語彙力は教養だ!?・・・辞書編者の苦労を考えてみました

こんにちは。
ANDゼミナール(アンドゼミナール)日本橋人形町校です。

 

朝日新聞(2018年7月10日火曜日)の天声人語から
日本語には、激しい雨をあらわす言葉がいくつもある。まるで小石のような大粒の雨を「雨礫」といい、たたきつけるような降水は「掠雨」である。水の入った盆を傾けるように、との例えから「雨盆を傾く」の言い回しもある。

 

ここでは関西の豪雨災害のことを記しています。一部分の引用で、筆者がどのようなニュアンスで書いたのか伝わらないかもしれません。

以前にもこのブログで書きましたが、一つのことを表現するにも日本語には実に多様な表現方法があります。
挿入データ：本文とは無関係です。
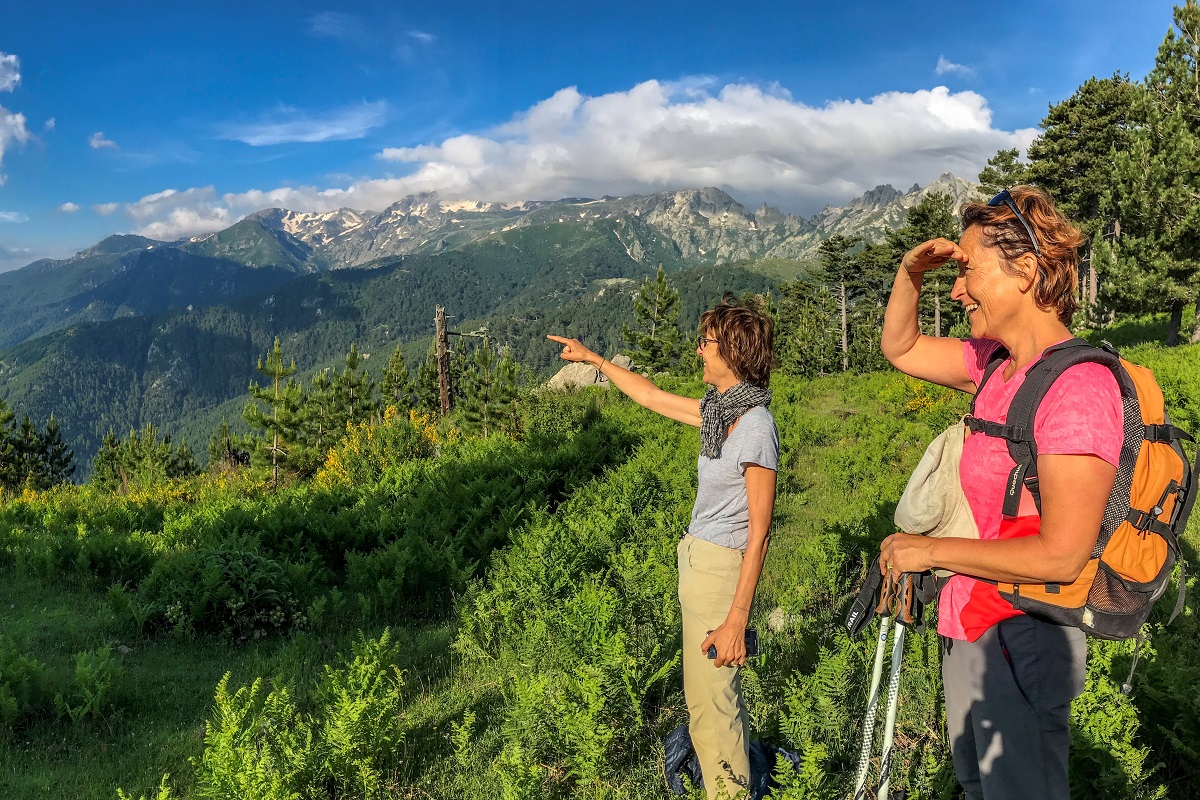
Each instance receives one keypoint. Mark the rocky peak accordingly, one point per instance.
(118, 244)
(876, 198)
この天声人語に記された雨の表記もそうでしょう。

 

文学的な表現ではありませんが、激しい雨を表現する時に「バケツをひっくり返したような」という形容をすることもあります。実際にバケツをひっくり返して雨を降らしているわけではありませんが、なんとなく感覚的に理解できます。

 

今朝の朝日新聞の広告欄に、いつもの斉藤孝先生の「すぐ使いこなせる知的な大人の語彙1000」という本の紹介が載っていました。キャッチコピーとして「たった一言に教養があふれだす」などとしてあります。やはり語彙力というのはそのままその人の教養につながるものなのかなぁ、と改めて思った次第。

 

ごく親しい人と話をしていても、適切な言葉が出てこなくてまどろっこしく思ったこと、あるいは的確な表現ができずに相手に真意を伝えられなかったこと、さらには(これは相手の問題かもしれないですが)こちらの使った言葉の意味を正しく理解してもらえなくてちょっとトラブルになったこと、たぶんこうした経験を持っている人はたくさんいるのではないでしょうか。

 

冬の日に「空から白いものが降ってきた」という表現を聞いて、何を連想するでしょうか。まさか得体のしれない白い物質が降ってきた、テロだ!などと騒ぐ人はいないでしょう。でも、この表現を理解できないという人もいるかもしれませんね。

 

ことばを使ってコミュニケーションをとる以上、ことばの選択は慎重でなければなりません。と、同時にそれだけのことばのストックを持っている必要もあります。

 

前にもこのブログで書いたことですが、ことばの数をひけらかすことが教養なのではなく、実際にそうしたことばを的確に使いこなせる、ということが大切ですね。

 

 

私たちがことばの使い方、意味を調べるときに使うのが辞書。では、その辞書を作る人たちは具体的にどんな仕事をしているのでしょうか。先日大改訂が行われた「広辞苑」では早々に誤記・誤植が何か所かみつかった、と話題になっていましたが、それだけで広辞苑の編集者の皆さんの努力が消えるわけではありません。

 

辞書の編纂者という点では数年前に話題になった三浦しをんさんの「舟を編む」、あるいは飯間浩明さんの「辞書を編む」などでは、どのような単語を選ぶか、どのように記述するか、そうした問題に辞書編者たちが悩む様子が描かれています。

 

「若者の間で使われる流行りことばはなぜすぐに辞書に載せないの?」素朴な疑問。現代用語の基礎知識などにはその年にはやった言葉がすぐに反映します。辞書編者たちもこの辺りは相当に苦労しているみたいですね。辞書に載せたはいいけど、すぐに廃ってしまう、あるいはごく一部の人にしか使われていない、これだと辞書の権威も落ちてしまいます。ある面「広辞苑ではこう定義している」というのが一つのリファレンスになるわけですから、編者たちがことばの選択に力を注ぐのも当然でしょう。

 

また、辞書の本来の働きである、ことばの定義。何でもよいのですが、例えば「猛暑」とか「秋風」とかを選んで複数の辞書で比較してみると、編者のポリシーが浮かんでくる・・・かもしれません。

 

辞書の中には新明解国語辞典のように個性的なものもあります。これとても決して奇をてらったものではなく、編者のポリシーがしっかりと息づいています。(ネットで検索するとこの辞書にまつわる話題には事欠かないようです。)

 

世界最大の英語辞書として名高い「Oxford English Dictionary(OED)」の編者のご家族が書いた”Caught in the web of words“なども辞書編集者の苦労がよく伝わってきます。

 

学生の頃、忍足欣四郎先生のお宅にお邪魔した折、先の”OED”に付箋がたくさん挟んでありました。「何ですかこれは?」と尋ねると「誤記・誤植だよ」と答えていらっしゃいました。う~ん、あのOEDを文字通り「辞書を読む」・・・そんなこと自分にはできないなぁ、と家路についた次第。

 

 

辞書を読むのはなかなか骨が折れるにしても、辞書編纂者の苦労に触れてみてはいかがでしょうか。